Newsletter #50     ECML and the Joint Meetings

SOUND THE TRUMPETS!! POP THE CHAMPAGNE CORKS!!!! Creating a Community of Mathematics Learners is about to be joined by Extending the Community of Mathematics Learners. Alternatively put, our NSF project has been granted a much-desired opportunity to work with elementary school teachers throughout the same six districts in which we have already been working with middle and high school teachers. Since there are 2500 elementary teachers who teach math, in contradistinction to the 250 or so at each of the other levels, this really will be an extension, not a clone. In this case, the centerpiece of our efforts will be Developing Mathematical Ideas, using an excellent series of seminar materials with that title put out by the Educational Development Center. By way of preparation, a group of us worked through a bunch of the lessons at a three day retreat last summer, and I can testify that the video-clips and the transcribed elementary classroom conversations provided can provoke really interesting discussions, not to mention some heavy-duty thinking. We will run these seminars initially with a selection of teachers who are strong on both the teaching and leadership fronts, and then support them as they take the seminars back to their own schools and districts. And in the summers, we will provide week-long institutes to help deepen and strengthen the teachers' own mathematics.

We are excited!

Hmmm. That's a hard act to follow. However, at the risk of anti-climax, I'll go on to the news that was already in the works when the stellar bit above turned up--to wit, the San Antonio Joint Meetings. At last year's Joint Meetings I was impressed with the number of sessions on issues of education. This year it was more like stunned. Even if I had dropped a couple of my specific interests, I couldn't have made it to all the rest. Alternatively put, even with four of us combining our information at today's Brown Bag, a lot didn't turn up. But a lot did, so I'll get on with it.
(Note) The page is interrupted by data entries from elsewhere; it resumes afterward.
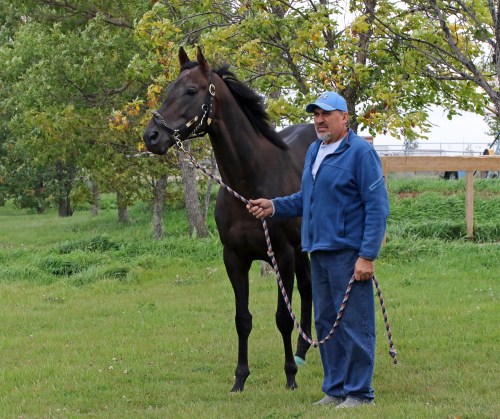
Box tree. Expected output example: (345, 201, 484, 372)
(372, 0, 495, 127)
(0, 0, 149, 217)
(178, 141, 209, 238)
(122, 4, 216, 238)
(121, 0, 494, 237)
(131, 0, 460, 147)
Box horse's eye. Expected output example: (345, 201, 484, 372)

The most striking single aspect was the prevalence and intensity, not to mention occasional acrimony, of interest in K-12 education. For instance, a two part special session on Mathematics Education and Mistaken Philosophies of Mathematics drew standing-room-only crowds throughout. I didn't get to any of them, mostly because of schedule conflicts, and partly because I didn't feel an acute need to have my blood pressure raised. By all reports, my suspicion that it would be was correct. Meanwhile, I stayed on in the MER (=Mathematicians and Educational Reform) sessions and heard about, for instance, a really exciting course for elementary school teachers at New Mexico State University, where pre-service and in-service teachers mix (as they do in our 497 classes) and where furthermore the mixture is formalized and cashed in on with an accompanying mentoring partnership between students in the class. That one I intend to keep firmly in view in the hope of doing some sheer imitating. I also heard some stirring doings from Oregon, as reported by Marj Enneking, and some cogent comments on standardized testing and gender differences in problem-solving. Andy Gleason from Harvard put in a very effective plea that we actually evaluate the impact of the current reform, rather than following far too many previous models by carrying an idea full tilt for a while, and then simply dumping it. Though he didn't seem to me to offer tremendously accessible instructions for how to do so. And Bill Davis of Ohio spoke to the issue with which I began this paragraph by pleading for the different factions with regard to the reform efforts to get together and do more of listening to each other and less of taking pot shots. We do, after all, share the same underlying goals almost entirely.

Elsewhere on the K-12 front, Ramesh attended a session at which the revisions to the NCTM Standards were discussed and various people suggested revisions to the revisions, while representatives of the writing team sat and madly took notes. And I got to a really excellent lecture by Jeremy Kilpatrick of the University of Georgia on the role of research in improving school mathematics.

But the presence of lots of K-12 stuff did not mean that there was a scarcity on other educational fronts. Jim King, for instance, reported having attended a whole raft of sessions and mini-courses on the teaching of geometry. He also pointed out that the woods were thick with sessions and mini-courses on teaching math using historical sources--a move for whose launching a lot of credit goes to our own (in the PhD-from-us sense) David Pengelley. And the MER sessions where Rebecca Tyson and I spent a large portion of our first two days were full of reports ranging from interesting new courses to programs to encourage women to get into, and stay in, mathematics.

And in case that wasn't enough variety, on Wednesday evening there was a staged and costumed reading about the Mathemtics of Lewis Carroll,with a packed and enthusiastic audience.

Add onto all that sunshine warm enough for eating lunch outdoors in shirtsleeves, and a Riverwalk connecting hotels, the convention center and a bunch of restaurants in such a way that you could go through the entire day without seeing a city street (I love San Antonio--you can pretend it isn't there!) and you have a straightforward recipe for a highly successful and enjoyable week.